We had to completely pivot from our original challenge objective and started looking at external sources to supplement our hugely reduced data set. We also used this as an opportunity to go over data quality and look at some measures which would address data quality issues.
Our challenge was now looking at external sources to pull into a Power BI report to supplement the data from the requisition system. We decided to bring in the construction tender price index, GDP and inflation figures to get an idea of causes of material price fluctuation. Another addition we made to the Power BI report was the ability to flag material prices which appeared to have been keyed in error. For example, if a material was consistently around £20 per unit and then a record said £2, you could infer that the person inputting the data had simply missed off a 0. This flag was a filter which meant that the report could be much cleaner and reduce these erroneous data points being included.
The next thing the team did was look at standard deviation for all the materials we had enough data for and indicate a high and low price for each of these materials.
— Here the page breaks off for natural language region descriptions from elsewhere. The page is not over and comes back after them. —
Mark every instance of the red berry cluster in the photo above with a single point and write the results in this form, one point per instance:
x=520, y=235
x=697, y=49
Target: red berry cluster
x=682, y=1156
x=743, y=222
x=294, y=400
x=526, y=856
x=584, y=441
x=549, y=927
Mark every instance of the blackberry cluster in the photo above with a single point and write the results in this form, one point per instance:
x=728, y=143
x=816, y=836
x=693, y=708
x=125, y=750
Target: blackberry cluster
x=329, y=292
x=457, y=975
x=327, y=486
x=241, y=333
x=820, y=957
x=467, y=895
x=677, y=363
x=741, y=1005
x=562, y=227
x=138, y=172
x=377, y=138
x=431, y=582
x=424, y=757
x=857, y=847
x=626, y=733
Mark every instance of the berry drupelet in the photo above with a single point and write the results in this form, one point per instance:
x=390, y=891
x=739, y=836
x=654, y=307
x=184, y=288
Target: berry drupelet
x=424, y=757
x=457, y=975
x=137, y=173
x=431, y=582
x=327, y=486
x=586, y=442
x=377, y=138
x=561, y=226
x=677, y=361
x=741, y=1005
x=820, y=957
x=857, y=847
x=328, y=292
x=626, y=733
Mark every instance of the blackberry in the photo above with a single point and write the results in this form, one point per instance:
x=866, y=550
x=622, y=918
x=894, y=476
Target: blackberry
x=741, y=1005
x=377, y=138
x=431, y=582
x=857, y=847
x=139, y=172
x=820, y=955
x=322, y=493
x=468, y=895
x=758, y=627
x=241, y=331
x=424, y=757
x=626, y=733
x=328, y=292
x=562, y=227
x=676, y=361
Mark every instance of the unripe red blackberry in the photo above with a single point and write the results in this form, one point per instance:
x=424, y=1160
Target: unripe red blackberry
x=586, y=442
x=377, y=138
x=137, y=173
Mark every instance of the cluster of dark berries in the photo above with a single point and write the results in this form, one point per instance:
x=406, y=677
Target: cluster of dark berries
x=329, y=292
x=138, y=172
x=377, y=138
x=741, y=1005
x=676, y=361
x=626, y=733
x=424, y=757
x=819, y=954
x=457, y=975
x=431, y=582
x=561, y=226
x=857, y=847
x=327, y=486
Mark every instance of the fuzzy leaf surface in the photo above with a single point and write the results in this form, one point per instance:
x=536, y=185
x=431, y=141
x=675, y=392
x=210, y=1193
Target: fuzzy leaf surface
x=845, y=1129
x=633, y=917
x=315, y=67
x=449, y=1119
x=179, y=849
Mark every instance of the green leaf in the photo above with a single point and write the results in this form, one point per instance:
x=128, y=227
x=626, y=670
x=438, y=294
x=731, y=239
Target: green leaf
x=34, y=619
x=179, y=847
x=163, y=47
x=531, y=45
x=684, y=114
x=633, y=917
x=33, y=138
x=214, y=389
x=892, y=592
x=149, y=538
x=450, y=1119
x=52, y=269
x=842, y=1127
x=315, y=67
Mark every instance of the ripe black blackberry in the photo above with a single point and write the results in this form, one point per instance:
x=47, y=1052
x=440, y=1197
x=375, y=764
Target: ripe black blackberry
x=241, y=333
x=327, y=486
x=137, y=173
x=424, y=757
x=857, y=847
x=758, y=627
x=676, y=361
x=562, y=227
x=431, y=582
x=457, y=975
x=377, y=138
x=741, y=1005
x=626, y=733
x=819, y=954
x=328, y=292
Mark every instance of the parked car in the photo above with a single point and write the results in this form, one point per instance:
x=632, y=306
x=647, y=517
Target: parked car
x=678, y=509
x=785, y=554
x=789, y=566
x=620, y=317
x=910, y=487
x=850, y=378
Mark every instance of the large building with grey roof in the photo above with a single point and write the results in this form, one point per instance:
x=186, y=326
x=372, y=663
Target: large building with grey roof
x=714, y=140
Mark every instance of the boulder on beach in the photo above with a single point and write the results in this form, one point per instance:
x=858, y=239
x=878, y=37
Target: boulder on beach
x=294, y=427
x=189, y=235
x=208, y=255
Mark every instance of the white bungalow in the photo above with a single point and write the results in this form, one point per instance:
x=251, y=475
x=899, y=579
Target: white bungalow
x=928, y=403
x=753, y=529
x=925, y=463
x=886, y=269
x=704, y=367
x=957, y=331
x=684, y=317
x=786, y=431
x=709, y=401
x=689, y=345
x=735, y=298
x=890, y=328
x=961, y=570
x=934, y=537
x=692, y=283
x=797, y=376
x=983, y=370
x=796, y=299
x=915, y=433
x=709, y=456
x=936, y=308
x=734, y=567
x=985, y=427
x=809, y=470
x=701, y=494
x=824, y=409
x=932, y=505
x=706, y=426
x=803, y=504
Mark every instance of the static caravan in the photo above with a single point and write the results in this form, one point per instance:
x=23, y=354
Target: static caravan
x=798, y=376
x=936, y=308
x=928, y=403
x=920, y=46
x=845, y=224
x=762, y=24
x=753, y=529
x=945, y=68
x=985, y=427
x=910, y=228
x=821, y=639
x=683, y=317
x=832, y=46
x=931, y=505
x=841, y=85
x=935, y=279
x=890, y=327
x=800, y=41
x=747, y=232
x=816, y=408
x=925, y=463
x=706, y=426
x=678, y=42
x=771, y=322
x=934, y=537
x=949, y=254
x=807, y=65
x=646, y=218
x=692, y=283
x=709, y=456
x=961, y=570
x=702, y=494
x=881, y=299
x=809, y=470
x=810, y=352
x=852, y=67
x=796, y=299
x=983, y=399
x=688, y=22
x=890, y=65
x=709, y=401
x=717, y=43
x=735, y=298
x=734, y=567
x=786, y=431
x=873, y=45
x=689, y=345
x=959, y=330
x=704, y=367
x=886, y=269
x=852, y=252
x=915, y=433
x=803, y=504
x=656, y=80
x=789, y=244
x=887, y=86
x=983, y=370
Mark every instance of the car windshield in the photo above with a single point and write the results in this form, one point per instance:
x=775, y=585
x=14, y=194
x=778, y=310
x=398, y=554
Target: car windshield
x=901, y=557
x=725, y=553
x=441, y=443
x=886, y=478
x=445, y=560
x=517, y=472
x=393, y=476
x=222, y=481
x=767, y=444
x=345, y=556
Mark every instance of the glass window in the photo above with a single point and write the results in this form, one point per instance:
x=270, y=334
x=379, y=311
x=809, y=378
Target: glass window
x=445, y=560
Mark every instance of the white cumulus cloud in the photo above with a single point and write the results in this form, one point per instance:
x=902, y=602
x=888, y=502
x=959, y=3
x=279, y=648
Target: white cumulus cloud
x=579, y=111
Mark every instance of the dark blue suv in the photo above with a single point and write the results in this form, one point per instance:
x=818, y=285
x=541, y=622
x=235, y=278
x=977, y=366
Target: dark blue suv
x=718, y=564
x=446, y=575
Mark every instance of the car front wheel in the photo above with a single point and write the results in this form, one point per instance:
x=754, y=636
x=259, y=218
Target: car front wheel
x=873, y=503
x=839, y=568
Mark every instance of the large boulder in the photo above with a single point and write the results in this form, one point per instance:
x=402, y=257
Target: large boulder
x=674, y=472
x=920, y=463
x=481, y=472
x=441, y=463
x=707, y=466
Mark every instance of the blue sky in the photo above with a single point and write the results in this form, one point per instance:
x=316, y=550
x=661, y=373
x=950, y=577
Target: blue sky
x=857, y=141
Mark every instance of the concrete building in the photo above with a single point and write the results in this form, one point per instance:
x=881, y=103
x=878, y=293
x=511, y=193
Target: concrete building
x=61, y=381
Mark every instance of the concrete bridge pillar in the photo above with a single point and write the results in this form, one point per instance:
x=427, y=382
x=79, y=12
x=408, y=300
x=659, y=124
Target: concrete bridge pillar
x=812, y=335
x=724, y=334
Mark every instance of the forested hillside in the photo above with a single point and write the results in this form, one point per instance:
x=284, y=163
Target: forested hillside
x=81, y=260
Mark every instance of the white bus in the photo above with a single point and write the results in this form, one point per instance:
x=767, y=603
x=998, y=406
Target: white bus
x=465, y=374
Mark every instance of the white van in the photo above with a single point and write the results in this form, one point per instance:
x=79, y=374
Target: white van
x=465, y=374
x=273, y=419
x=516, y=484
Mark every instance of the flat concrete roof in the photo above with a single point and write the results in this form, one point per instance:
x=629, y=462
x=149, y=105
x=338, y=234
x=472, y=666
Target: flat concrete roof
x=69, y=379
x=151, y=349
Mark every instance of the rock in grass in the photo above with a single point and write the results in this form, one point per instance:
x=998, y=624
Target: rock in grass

This was then integrated with the date the material was required so that anyone reading the report will be able to see the best price to pay for materials, as well as when it is required which means they now have the ability to decide when to pay for said material knowing exactly how many days they have until it is needed.
To sum the challenge up then, I would say be realistic with what you can achieve in just two days (that’s without factoring in the masterclasses which aren’t to be missed), work together as a team, allocate tasks, be organised and more importantly, have a load of fun solving these real-world challenges! The biggest thing which I got out of the weekend though was the importance of data quality, although you may have lots of data points, if they don’t have the key information then you may as well have nothing. Bad data is worse than no data.
Hopefully this challenge will continue to Project Hack 8, the team will regroup with the addition of some new members and we will be looking at integrating even more external sources to really build out this material pricing system and go some way to solving a real challenge from within the construction industry.